20210422 Spotlight Devotion for 29 April
Why is Jesus ‘The Good Shepherd’?
This edition of ‘Spotlight’ features one of several schools and congregations across our District that are named after Jesus, the Good Shepherd. Traditionally, the fourth Sunday of Easter is known as ‘Good Shepherd Sunday,’ featuring readings from ‘the Good Shepherd Chapter’ of Scripture, John 10.
When Jesus says, “I am the Good Shepherd” (v.11), what is he saying to us?” John 10:11-18 gives us Jesus’ answer to that question.
- Jesus is the Good shepherd because he ‘loves his people to death’ – literally.
Jesus said, “The Good Shepherd lays down his life for the sheep” (v.11). He is ‘Good’ because he is totally committed to us, so committed that he is prepared to make the supreme sacrifice for us – and he did!
- Jesus is the Good Shepherd because he owns us as his very own.
He purchased and won us with his own precious blood, shed on the cross for us. He reminds us that he is not like the “hired hand” who, “when he sees the wolf coming, abandons the sheep and runs away.” (v.12-13). Jesus does not just care for us because it is his job to do so. Our welfare is his first priority because we belong to him.
- Jesus is the Good Shepherd because our relationship with him is important.

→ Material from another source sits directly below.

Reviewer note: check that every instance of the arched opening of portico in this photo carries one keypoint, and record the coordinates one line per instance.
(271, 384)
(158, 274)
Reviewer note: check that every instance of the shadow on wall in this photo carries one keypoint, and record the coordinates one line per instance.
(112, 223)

Jesus said, “I know my sheep and my sheep know me – just as the Father knows me and I know the Father “ (v.14-15). We are not just statistics in a book or faces in a crowd. He knows each of us by name; He knows all about us, and he wants to be known personally by us. He came and personally shared our nature and our struggles when he lived as a human being and when he laid down his life for us. He wants us to know that he is a Good Shepherd who we can trust completely and that he is available for us to call on him at any time. He wants our relationship with him to be like his own relationship with God the Father.

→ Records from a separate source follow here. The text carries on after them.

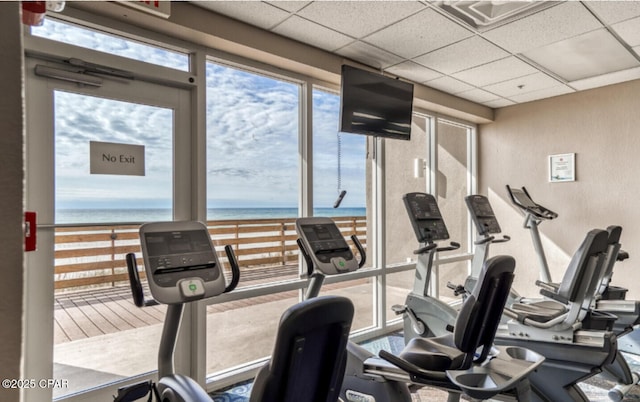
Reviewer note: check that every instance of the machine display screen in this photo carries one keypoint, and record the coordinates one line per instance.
(169, 243)
(523, 199)
(179, 251)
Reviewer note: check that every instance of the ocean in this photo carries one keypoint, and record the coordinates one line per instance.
(88, 216)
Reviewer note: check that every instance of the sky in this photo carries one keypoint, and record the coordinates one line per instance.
(252, 138)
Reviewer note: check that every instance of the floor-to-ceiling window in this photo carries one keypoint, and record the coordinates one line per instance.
(253, 140)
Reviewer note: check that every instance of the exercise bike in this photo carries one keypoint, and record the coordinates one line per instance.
(460, 362)
(607, 301)
(182, 266)
(572, 354)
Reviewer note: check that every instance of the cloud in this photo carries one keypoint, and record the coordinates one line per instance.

- Jesus is the Good Shepherd because he never ‘writes people off’.
No matter how far people stray from his fold he still regards them as his sheep. Jesus said, “I have other sheep that are not of this sheep pen. I must bring them also. They too will listen to my voice.” It is his earnest desire and prayer that “there shall be one flock and one shepherd” (v.16). In the parable of the lost sheep, Jesus reminds us that it is in his shepherd-heart to “leave the 99” for a while to go and search “for the one which is lost.”
- Jesus is the Good Shepherd because he honours his heavenly Father.
Throughout his earthly ministry Jesus made it plain that he was not following his own wishes but was completely obedient to the Father’s will and command. He tells us in this text that the authority to “lay down his life” and “to take it up again” comes from his heavenly Father. His “authority” to shepherd the people of God also comes from the “Father” (v.17, 18). He is perfectly obedient to – and gains his authority from – God the Father himself.
Being the good leader that he is, Jesus does not only say why he is The Good Shepherd; he also demonstrates it. As we read through the Gospels of Matthew, Mark, Luke and John, we see him modelling the shepherding role among his disciples. We see him praying for them, making himself available to them in time of need, cultivating a relationship with them through daily contact, listening to them, comforting them, calling them back when they strayed, and finally, giving his own life for them on the cross and being raised again to bring them the assurance of forgiveness, new life and eternal salvation.
Jesus is our ‘Good Shepherd’ because he has done – and still does – the same for us!